Quando, a partire dagli stessi anni, uomini e donne testimoni di Geova suonavano ai citofoni di privati cittadini, gli interpellati dalle loro case rispondevano in malo modo e spesso li insultavano per averli disturbati magari in una tranquilla domenica mattina in famiglia.
Oggi continuano ad accadere entrambe le cose. E spesso chi fa l’una pratica con convinzione anche l’altra.
Oggi poi accade, sempre più spesso, che donne e uomini famosi si dichiarino buddisti e siano amati e vezzeggiati anche per questo.
Oggi però altri cercano un luogo dove pregare e non lo ottengono. A volte lo fanno sui marciapiedi, luoghi appunto deputati ai piedi che marciano velocemente verso gli eccessi quotidiani e quindi mal sopportano le ginocchia ferme di chi si china davanti al suo dio. Qualche volta le piazze pubbliche si riempiono dei senza casa, la propria o del proprio dio, ma di solito si tolgono panchine agli uni e si chiedono scuse agli altri.
Si può fare di meglio, coraggio.
Aspettiamo citofoni predisposti solo per risposte cortesi e moschiese dove dio si chiama solo dio e i suoi fedeli tutti e solo “noi”.

giovedì 1 gennaio 2009

Avvento

“Prof…”
“Dimmi”
“Posso usare avvenente per dire che sta per arrivare?

E un cane, sdraiato là, rizzò muso e orecchie, […]
là giaceva il cane Argo, pieno di zecche.
E allora, come sentì vicino Odisseo,
mosse la coda, abbassò le due orecchie,
ma non poté correre incontro al padrone.
E il padrone voltandosi, si terse una lacrima
[…]
[Omero, Odissea, libro XVII, vv. 291-304, versione di R. Calzecchi-Onesti, Einaudi 1981]

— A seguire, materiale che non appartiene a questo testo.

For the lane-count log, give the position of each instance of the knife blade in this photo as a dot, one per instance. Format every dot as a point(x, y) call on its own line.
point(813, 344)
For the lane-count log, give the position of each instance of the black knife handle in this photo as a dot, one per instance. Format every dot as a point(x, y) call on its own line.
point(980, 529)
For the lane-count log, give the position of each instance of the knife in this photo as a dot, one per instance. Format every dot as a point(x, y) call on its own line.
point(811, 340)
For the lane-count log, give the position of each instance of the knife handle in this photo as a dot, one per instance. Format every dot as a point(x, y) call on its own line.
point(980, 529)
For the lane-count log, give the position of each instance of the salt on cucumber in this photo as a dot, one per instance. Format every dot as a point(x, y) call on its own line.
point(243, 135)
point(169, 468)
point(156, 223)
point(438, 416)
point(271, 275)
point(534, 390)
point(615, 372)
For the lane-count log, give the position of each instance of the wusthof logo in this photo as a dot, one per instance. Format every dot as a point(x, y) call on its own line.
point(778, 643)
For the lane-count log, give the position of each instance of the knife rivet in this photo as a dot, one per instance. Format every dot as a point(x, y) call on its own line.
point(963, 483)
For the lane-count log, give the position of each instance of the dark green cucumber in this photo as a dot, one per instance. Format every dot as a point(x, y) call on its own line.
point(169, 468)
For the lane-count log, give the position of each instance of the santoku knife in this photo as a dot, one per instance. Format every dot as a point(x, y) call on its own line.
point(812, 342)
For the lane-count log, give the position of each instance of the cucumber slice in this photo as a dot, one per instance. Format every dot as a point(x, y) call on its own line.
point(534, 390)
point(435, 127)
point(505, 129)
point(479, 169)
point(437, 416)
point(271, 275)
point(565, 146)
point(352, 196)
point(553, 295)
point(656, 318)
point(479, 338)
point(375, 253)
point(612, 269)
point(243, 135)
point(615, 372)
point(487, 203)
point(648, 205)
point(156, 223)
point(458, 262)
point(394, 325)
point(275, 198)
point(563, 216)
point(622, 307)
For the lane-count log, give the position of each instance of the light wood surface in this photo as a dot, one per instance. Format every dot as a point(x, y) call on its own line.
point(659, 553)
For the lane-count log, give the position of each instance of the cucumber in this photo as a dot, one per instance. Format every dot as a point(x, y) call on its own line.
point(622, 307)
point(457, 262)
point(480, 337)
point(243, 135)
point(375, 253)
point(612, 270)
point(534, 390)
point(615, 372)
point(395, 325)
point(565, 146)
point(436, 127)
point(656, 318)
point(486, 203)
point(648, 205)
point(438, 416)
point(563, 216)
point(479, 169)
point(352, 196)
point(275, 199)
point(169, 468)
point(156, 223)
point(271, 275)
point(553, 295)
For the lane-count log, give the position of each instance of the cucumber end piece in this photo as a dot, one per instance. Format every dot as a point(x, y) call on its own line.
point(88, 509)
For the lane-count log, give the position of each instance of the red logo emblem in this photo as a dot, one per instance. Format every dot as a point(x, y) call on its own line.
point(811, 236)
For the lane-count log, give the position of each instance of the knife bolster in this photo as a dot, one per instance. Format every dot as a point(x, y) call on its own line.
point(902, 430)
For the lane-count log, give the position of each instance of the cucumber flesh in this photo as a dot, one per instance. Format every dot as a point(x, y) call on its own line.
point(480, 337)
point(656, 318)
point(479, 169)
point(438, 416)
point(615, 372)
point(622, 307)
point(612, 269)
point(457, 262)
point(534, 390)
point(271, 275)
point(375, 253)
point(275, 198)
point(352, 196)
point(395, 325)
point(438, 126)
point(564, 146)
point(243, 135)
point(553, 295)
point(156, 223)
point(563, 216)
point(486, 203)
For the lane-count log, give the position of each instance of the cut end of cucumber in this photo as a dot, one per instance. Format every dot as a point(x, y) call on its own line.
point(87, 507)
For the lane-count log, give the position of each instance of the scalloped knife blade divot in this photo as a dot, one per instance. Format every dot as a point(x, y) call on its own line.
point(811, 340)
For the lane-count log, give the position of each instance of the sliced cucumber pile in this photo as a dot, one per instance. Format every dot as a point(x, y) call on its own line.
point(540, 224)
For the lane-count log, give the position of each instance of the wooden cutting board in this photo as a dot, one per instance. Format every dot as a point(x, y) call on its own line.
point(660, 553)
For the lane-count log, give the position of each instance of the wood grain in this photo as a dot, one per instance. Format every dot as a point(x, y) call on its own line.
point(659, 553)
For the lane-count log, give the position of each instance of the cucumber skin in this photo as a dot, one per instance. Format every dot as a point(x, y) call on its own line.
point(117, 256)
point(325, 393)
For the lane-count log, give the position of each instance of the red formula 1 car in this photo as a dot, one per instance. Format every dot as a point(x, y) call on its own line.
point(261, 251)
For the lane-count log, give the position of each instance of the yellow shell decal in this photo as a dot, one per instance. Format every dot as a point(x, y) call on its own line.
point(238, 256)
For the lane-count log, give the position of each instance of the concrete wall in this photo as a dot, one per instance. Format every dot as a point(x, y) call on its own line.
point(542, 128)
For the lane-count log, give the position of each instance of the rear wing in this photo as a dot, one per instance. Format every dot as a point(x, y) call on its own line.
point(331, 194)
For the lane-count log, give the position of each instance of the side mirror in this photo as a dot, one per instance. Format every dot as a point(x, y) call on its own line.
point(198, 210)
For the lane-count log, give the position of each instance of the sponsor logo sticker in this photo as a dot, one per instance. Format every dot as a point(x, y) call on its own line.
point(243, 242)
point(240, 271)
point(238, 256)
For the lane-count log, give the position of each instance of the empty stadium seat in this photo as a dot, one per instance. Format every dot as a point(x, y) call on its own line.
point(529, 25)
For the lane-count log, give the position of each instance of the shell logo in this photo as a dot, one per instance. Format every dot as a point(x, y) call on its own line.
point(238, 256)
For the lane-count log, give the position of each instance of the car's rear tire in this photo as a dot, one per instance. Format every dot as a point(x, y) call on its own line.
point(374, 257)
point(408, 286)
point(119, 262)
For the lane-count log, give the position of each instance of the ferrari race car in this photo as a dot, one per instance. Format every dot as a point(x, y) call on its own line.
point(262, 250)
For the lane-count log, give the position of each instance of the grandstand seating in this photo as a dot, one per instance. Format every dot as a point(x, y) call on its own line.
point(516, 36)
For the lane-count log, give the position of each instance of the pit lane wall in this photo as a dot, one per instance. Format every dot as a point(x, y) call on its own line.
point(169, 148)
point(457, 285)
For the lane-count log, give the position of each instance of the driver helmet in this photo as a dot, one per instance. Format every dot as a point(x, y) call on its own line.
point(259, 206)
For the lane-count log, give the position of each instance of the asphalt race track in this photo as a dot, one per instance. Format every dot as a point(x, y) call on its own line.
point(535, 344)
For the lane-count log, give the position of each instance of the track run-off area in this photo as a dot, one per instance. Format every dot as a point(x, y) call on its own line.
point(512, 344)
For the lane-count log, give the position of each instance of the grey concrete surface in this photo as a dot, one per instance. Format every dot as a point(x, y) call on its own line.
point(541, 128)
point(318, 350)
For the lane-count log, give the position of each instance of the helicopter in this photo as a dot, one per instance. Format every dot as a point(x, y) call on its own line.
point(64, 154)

Poi chi stava per venire è arrivato: il Natale, un affetto lontano, l’anno nuovo.
Ma l’arrivo non esaurisce l’attesa, se possibile anzi la nutre e l’accresce perché ogni attesa risolta chiude un tempo conosciuto e apre uno spazio aperto all’immaginazione e al desiderio di futuro.
Ho capito – forse – l’attesa solo da poco, da quando vedo Musonero aspettare ogni mattina il suo padrone sull’ultimo gradino della piccola scala che conduce alla porta d’ingresso di una villetta a bordo strada.
Musonero non sa che lo chiamo così, non mi ha neanche mai visto quel cane color temporale.
Ogni mattina, a giorno appena fatto, passo in macchina davanti al cancello della casa che abita con i suoi umani e lo trovo sempre lì, nella stessa posizione: la figura protesa come verso una meta, le zampe posteriori leggermente oblique pronte a sostenere lo scatto in avanti che sembra sul punto di esplodere, il muso affilato, più nero del nero del corpo, in grado di annusare il momento in cui qualcuno aprirà la porta.
Ogni mattina, con ogni tempo la solita scena: porta chiusa, Musonero fermo, stirato dallo schiacciassi dell’attesa come un solido che abbia perso o dimenticato il volume del movimento, il semaforo rosso e io che mi chiedo che cosa esattamente aspetti. Il cibo, un po’ di tepore, la prima carezza, una voce conosciuta?
Tutto questo magari, ma non sono mai riuscita ad appurarlo. Passo oltre prima che la porta si apra mai.
Mi rimane solo l’immagine della sua attesa, che è più intensa e acuta di qualunque risposta gli possa venire data. Se anche solo aspettasse cibo, la sua attesa è più affamata della scodella che riceve; se attendesse mani carezzevoli, il suo mantello è troppo grande rispetto alle tenerezze che potrebbero arrivare; il calore di una casa non potrebbe sconfiggere il ricordo del freddo della notte.
Ma Musonero, giorno dopo giorno non rinuncia ad aspettare e ad avere fiducia che la porta si aprirà. Eppure non è un cane giovane, potrebbe sapere come va la vita, che le attese non le risparmia ma a volte le delude. E poi è forte e se fosse libero saprebbe farsi valere e potrebbe vivere da cacciatore. Invece aspetta. Nelle sue giornate ci sono così tanti momenti deputati all’attesa, che, sommati, faranno almeno mezza vita.
Vorrei essere Musonero oggi, davanti alla porta del nuovo anno, come lo sono ogni volta che aspetto il ritorno del mio amore a casa la sera.
Chi mi vede può anche non sapere che cosa aspetto, basta che capisca che ho ancora voglia della ciotola del futuro e sto imparando ad aspettare.